3. Climate-Smart Farming
Solutions focused on water efficiency, soil health, and carbon reduction are gaining investor attention.
4. Farmer Advisory Platforms
AI chatbots and digital advisory tools are helping millions of farmers access real-time agronomic guidance.
5. Circular Agriculture
Startups like Wastelink are tackling food waste and sustainability challenges in agriculture.
Overall, agritech innovation is addressing systemic inefficiencies that have existed for decades in India’s agriculture ecosystem.
Insights
India’s agritech ecosystem is entering a new phase—one where technology, data, and entrepreneurship converge to transform agriculture at scale.

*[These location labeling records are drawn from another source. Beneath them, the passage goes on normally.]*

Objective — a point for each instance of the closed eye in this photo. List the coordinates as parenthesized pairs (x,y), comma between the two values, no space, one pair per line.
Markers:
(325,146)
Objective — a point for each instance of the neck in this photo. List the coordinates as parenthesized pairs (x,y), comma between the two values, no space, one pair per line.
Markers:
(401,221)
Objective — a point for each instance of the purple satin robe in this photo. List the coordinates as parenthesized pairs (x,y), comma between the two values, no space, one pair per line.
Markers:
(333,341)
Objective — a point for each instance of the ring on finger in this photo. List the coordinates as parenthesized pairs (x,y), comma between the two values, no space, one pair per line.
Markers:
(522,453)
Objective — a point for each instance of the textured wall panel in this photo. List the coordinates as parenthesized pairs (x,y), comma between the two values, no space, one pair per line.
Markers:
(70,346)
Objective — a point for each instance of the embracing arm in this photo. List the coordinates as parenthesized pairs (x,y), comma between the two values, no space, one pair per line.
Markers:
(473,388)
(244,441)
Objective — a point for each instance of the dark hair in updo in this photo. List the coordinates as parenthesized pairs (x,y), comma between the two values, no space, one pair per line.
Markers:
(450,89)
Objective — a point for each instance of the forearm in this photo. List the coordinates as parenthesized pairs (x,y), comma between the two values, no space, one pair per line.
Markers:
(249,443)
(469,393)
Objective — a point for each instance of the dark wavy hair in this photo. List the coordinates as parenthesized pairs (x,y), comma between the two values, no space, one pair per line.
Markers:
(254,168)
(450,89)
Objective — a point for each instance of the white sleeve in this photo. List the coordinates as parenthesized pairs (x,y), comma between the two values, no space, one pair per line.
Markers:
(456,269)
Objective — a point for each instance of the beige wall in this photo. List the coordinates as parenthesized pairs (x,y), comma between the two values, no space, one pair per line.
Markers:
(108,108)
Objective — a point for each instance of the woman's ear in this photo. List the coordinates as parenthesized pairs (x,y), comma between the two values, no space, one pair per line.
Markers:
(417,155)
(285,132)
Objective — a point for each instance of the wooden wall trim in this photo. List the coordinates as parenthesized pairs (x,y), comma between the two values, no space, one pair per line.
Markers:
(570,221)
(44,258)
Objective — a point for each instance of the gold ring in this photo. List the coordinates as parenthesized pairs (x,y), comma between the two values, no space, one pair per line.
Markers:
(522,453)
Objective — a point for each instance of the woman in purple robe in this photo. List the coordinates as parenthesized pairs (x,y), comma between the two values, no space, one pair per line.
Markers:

The startups highlighted above represent a new generation of innovators tackling some of agriculture’s toughest challenges:
- fragmented supply chains
- climate risks
- farmer income instability
- food waste
- lack of access to knowledge and finance
With increasing government support, improved digital infrastructure, and growing venture capital interest, agritech startups are poised to become the backbone of India’s agricultural transformation over the next decade.
The next unicorn in Indian agriculture may very well emerge from this new wave of startups.
For investors, policymakers, and industry stakeholders, the message is clear:
the future of agriculture in India will be driven not just by farms—but by technology.